Personal information
- Born: 17 November 1962 (age 63)
- Original team: Ethelton
- Draft: No. 1, 1986 national draft
- Debut: Round 1, 1989, Brisbane vs. St Kilda, at Moorabbin Oval
- Height: 187 cm (6 ft 2 in)
- Weight: 90 kg (198 lb)

Playing career^{1}
- Years: Club / Games (Goals)
- 1981–1988: Port Adelaide (SANFL) / 150
- 1989–1995: Brisbane Bears (VFL/AFL) / 107 0(11)
- ^{1} Playing statistics correct to the end of 1995.

Career highlights
- Port Adelaide premiership player (1988); Port Adelaide best and fairest: 1986; Brisbane Bears Club Champion: 1990; All-Australian team: 1988;

= Martin Leslie (Australian footballer) =

Australian rules footballer

Martin Leslie (born 17 November 1962) is a former Australian rules footballer who played for the Brisbane Bears in the Australian Football League (AFL) and Port Adelaide Football Club in the South Australian National Football League (SANFL).
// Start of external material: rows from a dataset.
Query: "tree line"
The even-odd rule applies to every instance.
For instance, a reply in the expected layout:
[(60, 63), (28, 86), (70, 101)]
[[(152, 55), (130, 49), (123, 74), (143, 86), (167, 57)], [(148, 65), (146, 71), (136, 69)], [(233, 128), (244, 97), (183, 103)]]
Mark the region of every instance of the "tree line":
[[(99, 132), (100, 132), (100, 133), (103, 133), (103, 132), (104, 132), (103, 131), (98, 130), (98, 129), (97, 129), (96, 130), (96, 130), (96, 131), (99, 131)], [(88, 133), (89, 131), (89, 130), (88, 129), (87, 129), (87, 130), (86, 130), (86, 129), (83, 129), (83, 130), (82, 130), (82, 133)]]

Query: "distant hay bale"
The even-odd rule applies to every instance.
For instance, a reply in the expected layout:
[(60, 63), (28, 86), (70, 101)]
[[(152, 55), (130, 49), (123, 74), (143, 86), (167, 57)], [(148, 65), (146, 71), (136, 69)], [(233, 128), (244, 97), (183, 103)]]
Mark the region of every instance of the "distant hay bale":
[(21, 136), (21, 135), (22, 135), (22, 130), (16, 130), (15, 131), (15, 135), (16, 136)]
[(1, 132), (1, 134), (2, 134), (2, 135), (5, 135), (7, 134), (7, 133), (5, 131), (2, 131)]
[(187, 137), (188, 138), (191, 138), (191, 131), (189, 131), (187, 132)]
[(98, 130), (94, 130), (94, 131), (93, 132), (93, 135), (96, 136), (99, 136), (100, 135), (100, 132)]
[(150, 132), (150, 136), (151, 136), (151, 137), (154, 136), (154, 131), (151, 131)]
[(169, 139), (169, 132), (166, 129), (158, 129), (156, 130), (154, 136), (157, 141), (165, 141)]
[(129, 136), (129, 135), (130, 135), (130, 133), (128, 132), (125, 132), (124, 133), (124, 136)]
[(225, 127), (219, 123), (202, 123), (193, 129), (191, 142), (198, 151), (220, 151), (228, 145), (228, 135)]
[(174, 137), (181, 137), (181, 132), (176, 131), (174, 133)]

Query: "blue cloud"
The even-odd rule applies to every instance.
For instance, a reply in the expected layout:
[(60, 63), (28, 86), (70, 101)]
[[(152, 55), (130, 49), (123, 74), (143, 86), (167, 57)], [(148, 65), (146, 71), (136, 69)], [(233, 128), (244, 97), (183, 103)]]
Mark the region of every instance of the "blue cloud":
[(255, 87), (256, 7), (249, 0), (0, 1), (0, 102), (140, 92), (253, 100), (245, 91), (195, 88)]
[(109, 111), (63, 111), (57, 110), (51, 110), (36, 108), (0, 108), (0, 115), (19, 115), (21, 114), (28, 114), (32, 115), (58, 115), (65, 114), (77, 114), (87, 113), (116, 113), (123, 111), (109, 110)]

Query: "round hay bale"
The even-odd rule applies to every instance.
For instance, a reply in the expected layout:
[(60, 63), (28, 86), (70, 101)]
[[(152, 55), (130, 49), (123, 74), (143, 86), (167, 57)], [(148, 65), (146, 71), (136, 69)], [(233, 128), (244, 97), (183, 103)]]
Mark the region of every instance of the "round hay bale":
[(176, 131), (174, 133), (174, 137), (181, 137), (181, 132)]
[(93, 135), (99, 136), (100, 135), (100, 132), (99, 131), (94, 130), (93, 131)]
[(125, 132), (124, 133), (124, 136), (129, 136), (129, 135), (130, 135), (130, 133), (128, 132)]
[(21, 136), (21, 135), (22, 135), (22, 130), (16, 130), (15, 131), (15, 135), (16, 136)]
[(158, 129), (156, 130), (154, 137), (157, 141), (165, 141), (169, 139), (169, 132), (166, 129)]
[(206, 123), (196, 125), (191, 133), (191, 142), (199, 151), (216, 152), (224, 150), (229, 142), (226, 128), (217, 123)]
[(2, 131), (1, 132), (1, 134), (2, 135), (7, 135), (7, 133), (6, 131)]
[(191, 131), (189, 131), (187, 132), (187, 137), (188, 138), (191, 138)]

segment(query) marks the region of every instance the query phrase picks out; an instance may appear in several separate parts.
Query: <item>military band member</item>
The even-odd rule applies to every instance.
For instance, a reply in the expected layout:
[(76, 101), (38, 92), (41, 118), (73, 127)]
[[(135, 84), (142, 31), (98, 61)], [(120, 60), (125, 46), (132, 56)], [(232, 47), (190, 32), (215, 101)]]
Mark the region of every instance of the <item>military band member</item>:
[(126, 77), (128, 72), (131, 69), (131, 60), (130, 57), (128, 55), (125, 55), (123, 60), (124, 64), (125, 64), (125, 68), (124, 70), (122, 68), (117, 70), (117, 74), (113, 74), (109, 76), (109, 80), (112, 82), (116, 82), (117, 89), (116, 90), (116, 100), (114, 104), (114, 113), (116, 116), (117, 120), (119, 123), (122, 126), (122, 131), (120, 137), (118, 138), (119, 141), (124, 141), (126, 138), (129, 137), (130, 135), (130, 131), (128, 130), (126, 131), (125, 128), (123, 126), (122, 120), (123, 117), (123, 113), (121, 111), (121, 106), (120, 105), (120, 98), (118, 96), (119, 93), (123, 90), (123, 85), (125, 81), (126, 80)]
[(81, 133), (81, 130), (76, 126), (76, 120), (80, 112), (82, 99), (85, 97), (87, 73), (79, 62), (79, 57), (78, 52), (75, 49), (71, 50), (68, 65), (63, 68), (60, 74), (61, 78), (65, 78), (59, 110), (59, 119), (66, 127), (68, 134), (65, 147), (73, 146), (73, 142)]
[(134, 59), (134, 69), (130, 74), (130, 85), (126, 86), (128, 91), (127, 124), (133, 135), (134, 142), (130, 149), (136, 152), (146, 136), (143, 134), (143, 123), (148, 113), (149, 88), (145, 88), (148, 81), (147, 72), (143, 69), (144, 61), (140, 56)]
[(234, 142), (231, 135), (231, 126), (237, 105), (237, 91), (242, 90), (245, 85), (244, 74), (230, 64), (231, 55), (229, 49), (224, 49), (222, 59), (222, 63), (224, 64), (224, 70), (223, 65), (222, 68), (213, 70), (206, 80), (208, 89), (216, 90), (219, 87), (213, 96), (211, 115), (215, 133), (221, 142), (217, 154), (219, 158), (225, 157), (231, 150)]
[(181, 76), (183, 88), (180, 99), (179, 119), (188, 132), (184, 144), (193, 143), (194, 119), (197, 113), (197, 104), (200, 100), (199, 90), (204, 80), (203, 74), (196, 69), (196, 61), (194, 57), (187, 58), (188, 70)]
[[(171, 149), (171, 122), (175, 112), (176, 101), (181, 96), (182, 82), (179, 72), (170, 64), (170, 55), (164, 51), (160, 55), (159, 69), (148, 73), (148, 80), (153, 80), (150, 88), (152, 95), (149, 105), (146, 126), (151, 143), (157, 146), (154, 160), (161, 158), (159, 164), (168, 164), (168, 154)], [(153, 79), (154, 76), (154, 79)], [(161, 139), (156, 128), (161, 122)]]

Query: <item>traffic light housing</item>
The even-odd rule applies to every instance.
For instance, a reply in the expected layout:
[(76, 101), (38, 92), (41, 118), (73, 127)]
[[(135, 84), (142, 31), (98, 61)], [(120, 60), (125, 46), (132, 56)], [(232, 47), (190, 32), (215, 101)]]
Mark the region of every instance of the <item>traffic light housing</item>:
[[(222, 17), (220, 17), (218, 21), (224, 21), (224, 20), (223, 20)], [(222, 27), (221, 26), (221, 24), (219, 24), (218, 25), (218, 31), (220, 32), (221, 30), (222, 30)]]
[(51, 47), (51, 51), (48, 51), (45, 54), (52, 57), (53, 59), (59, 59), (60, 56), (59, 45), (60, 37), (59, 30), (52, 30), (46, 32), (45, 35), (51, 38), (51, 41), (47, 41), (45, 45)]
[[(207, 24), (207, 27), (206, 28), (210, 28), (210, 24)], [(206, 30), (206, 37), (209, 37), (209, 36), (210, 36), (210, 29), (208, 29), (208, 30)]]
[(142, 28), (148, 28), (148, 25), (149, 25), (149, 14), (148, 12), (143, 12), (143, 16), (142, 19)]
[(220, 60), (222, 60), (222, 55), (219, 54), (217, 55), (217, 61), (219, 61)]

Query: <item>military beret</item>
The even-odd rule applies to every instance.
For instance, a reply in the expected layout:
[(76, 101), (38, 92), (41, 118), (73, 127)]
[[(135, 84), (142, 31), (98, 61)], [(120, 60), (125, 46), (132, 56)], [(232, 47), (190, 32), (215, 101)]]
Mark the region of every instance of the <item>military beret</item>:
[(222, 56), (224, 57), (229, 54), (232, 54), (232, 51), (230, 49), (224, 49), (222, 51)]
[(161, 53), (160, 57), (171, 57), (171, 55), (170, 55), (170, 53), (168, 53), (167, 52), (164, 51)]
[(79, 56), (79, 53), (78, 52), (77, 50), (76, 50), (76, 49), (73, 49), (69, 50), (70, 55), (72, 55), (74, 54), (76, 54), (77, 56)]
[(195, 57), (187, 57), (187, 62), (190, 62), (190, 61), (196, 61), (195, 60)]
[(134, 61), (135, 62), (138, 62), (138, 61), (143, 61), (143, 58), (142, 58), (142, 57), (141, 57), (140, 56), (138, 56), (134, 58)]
Leslie made his SANFL debut for Port Adelaide in 1981, winning the club best and fairest award in 1986 and a premiership in 1988.

At the VFL National Draft in 1986 Leslie was the number one draft choice, selected by Brisbane. Leslie deferred moving to Brisbane until the end of the 1988 SANFL season. Making his VFL debut in 1989, Leslie would eventually play 107 games for the Bears and won their best and fairest award, in 1990. Leslie retired at the end of the 1995 AFL season.